The Auditor-General, in his latest report, has flagged noncompliance with key legislation, particularly in respect of supply chain management, as one of the key reasons why municipalities do not achieve clean audits. Unless attention is given to this key area of legislative compliance, the lofty goals of Operation Clean Audit will remain a distant and unattainable dream. It is notable, as the chairperson has pointed out, that the Minister spoke about the many progressions - and we say "Amen" to that - but what he didn't refer to was those who had progressed and then regressed in the following financial year. We have to find ways to stabilise those municipalities to ensure that, once a clean audit is achieved, the systems are in place to ensure that that continues.
Surely we cannot continue to rely on the Municipal Turnaround Strategy to address these issues. We all know that the results of the Municipal Turnaround Strategy have been fair to middling. Many of the local turnaround strategies are nothing more than wordy documents gathering dust in the drawers of municipal managers and mayors. Some mayors refuse to implement them because they feel that they are part of their predecessors' legacy. We need to address that.
Finally, I want to turn to consequences or, more appropriately, the lack of consequences, because this is the golden thread that runs through all the other issues I've already addressed. Again this year, the Office of the Auditor-General highlighted the lack of consequences as one of the key features why there has been such poor audit outcomes at local and provincial government level. This has to be one of the key areas in which the department is failing and needs to apply itself in the coming year.

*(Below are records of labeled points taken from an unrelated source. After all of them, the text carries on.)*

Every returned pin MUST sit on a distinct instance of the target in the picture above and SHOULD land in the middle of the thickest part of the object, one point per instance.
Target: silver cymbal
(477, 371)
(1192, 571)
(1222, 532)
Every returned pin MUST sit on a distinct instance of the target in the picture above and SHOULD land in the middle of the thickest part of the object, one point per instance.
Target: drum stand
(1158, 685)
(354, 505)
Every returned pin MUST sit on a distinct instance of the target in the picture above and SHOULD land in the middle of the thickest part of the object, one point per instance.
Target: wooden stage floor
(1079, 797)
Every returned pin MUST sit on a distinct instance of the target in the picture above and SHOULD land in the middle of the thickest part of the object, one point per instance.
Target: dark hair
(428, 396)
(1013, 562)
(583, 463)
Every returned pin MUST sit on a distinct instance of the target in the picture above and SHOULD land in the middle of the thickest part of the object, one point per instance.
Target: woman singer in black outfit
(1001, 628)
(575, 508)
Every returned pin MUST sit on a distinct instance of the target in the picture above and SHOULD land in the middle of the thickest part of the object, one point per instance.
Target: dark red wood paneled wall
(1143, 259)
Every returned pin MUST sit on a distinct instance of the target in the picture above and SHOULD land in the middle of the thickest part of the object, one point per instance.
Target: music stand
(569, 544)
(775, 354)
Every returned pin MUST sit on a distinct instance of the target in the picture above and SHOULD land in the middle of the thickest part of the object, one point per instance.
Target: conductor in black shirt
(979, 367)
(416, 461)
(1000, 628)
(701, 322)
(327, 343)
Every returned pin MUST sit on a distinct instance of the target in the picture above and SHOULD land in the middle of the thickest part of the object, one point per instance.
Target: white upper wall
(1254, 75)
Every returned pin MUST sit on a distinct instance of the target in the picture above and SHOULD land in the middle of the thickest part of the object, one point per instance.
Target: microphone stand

We seem to have become very good at talking about consequences, but what are we actually doing about them? How can it be that municipalities that receive adverse audit opinions then reward municipal managers with performance bonuses? How can municipalities that overspend their budgets and underspend on grants be rewarded with salary increases? How can it be that disclaimers become nothing more than a single day of bad headlines for a particular council?
The problem is that the current system rewards mediocrity and it molly- coddles poor performance. If you can't do your job a consultant is hired to do it for you. If you steal in one department or council, you are moved to another. Instead of showing poor performers the door, we just give them more and more. This is simply not good enough and not going to change people's behaviour.
We need to weed out poor performance and encourage good governance. We should only be rewarding excellence. This is precisely why we need a consequence framework that sets out very specifically the consequences that those who do not perform and do not do their job properly will face. Wouldn't it be great if such an achievement in this department and by this Minister could lead the way in developing such a framework in our country?
If local government is everybody's business, then let's get down to business. When it comes to service delivery, we should show that we really do mean business. I thank you. [Applause.]